Something that has really surprised me in recent years is that when I pull a book out of my childhood collection for a quick read, there is a 90% chance – even if it’s a story I revered and loved as a child – that the book will be utterly, unbearably terrible.
Password To Larkspur Lane, the tenth entry in the series of Nancy Drew books by Carolyn Keene, is no exception.
I grabbed it off the bookshelf for a quick bedtime read a few weeks ago, after I’d put up the bookshelves in the bedroom. I thought it might be quite fun to read through my Nancy Drew collection again, as I’ve not done so for over twenty years. After reading Password To Larkspur Lane, however, I’m not sure I can stand to read any more.

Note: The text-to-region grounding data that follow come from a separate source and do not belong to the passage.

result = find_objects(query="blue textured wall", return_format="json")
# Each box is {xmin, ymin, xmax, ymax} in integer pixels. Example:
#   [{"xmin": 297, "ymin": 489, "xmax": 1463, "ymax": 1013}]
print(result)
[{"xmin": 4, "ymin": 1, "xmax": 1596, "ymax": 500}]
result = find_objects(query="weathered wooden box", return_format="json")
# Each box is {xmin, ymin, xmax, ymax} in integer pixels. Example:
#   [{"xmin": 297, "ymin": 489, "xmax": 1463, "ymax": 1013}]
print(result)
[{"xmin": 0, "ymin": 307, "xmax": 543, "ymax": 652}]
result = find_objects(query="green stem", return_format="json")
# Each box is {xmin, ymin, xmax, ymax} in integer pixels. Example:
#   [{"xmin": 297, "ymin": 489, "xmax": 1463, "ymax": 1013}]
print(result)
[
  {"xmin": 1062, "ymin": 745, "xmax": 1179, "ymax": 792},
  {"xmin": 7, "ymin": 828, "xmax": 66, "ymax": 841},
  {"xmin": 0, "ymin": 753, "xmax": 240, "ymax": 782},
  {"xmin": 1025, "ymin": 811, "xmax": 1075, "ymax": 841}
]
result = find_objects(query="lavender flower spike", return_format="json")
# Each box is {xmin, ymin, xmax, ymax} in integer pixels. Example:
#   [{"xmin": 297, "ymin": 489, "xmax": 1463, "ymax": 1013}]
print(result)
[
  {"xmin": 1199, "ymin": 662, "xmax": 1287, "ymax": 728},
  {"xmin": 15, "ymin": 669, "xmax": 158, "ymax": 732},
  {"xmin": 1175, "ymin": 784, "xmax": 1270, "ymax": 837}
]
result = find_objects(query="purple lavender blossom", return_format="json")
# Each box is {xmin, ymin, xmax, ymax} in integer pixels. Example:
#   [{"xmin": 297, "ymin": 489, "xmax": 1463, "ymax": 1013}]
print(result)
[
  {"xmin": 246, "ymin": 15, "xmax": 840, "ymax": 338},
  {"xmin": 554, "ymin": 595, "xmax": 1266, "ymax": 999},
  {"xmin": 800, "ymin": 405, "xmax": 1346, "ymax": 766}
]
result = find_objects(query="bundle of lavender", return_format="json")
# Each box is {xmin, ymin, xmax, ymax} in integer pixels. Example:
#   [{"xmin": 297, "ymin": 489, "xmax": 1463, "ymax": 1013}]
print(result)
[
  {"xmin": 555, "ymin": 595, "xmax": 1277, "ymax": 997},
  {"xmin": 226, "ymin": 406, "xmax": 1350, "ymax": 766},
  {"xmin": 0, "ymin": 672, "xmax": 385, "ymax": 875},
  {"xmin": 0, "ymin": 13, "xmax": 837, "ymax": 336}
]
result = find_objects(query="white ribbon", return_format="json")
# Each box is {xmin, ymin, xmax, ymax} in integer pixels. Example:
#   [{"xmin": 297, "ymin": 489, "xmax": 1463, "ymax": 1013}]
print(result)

First of all, the main character is ridiculous. Nancy is absolutely, unrealistically perfect. In the course of the story, she wins a flower-arranging competition, saves a child from drowning, knows the details of the American homing pigeon association off by heart when one happens to land in her garden, manages to escape from a completely dark and sealed cellar by climbing the wall with her bare hands and a scrap of broken wood, knows how to drain a plane’s fuel tank, and in the end solves two cases that – of course – turn out to be related. She hardly ever involves the police in what she’s doing, because she doesn’t want to worry them. When she does, they are – of course – laughably inept. Despite the fact that she is a teenage girl meddling with the plans of dangerous criminals, her lawyer father just lets her do what she likes, bows to her wisdom regarding the police, and seems to spend his time supporting Nancy’s efforts and buying her new cars rather than actually being a lawyer. I don’t like the term ‘Mary Sue’ because people in online fandom throw it around to mean ‘character I don’t like’, but Nancy is a Mary Sue if ever there was one.
Pretty much every other female character is utterly useless and petrified of everything, except for Nancy’s friend George, and that’s only because the latter is an extremely two-dimensional tomboy character.
The story is insanely unrealistic too – clues just fall into Nancy’s lap out of nowhere, and she always just happens to know someone who is an expert in whatever she needs to know about next. Usually, however, this isn’t necessary, as she’s an expert in most things herself. At one point, a character is declared by a doctor to have suffered a ‘slight heart attack’ (he’s perfectly fine and up and about the next day), which is the moment I nearly threw the book at the wall.
At the end, when the criminal gang is rounded up, they just explain their whole plan in front of the police, in true inept villain fashion!
Terrible as this book is, I will definitely read at least one more of these when I feel up to it, because I have to know if the others in the series are all just as bad.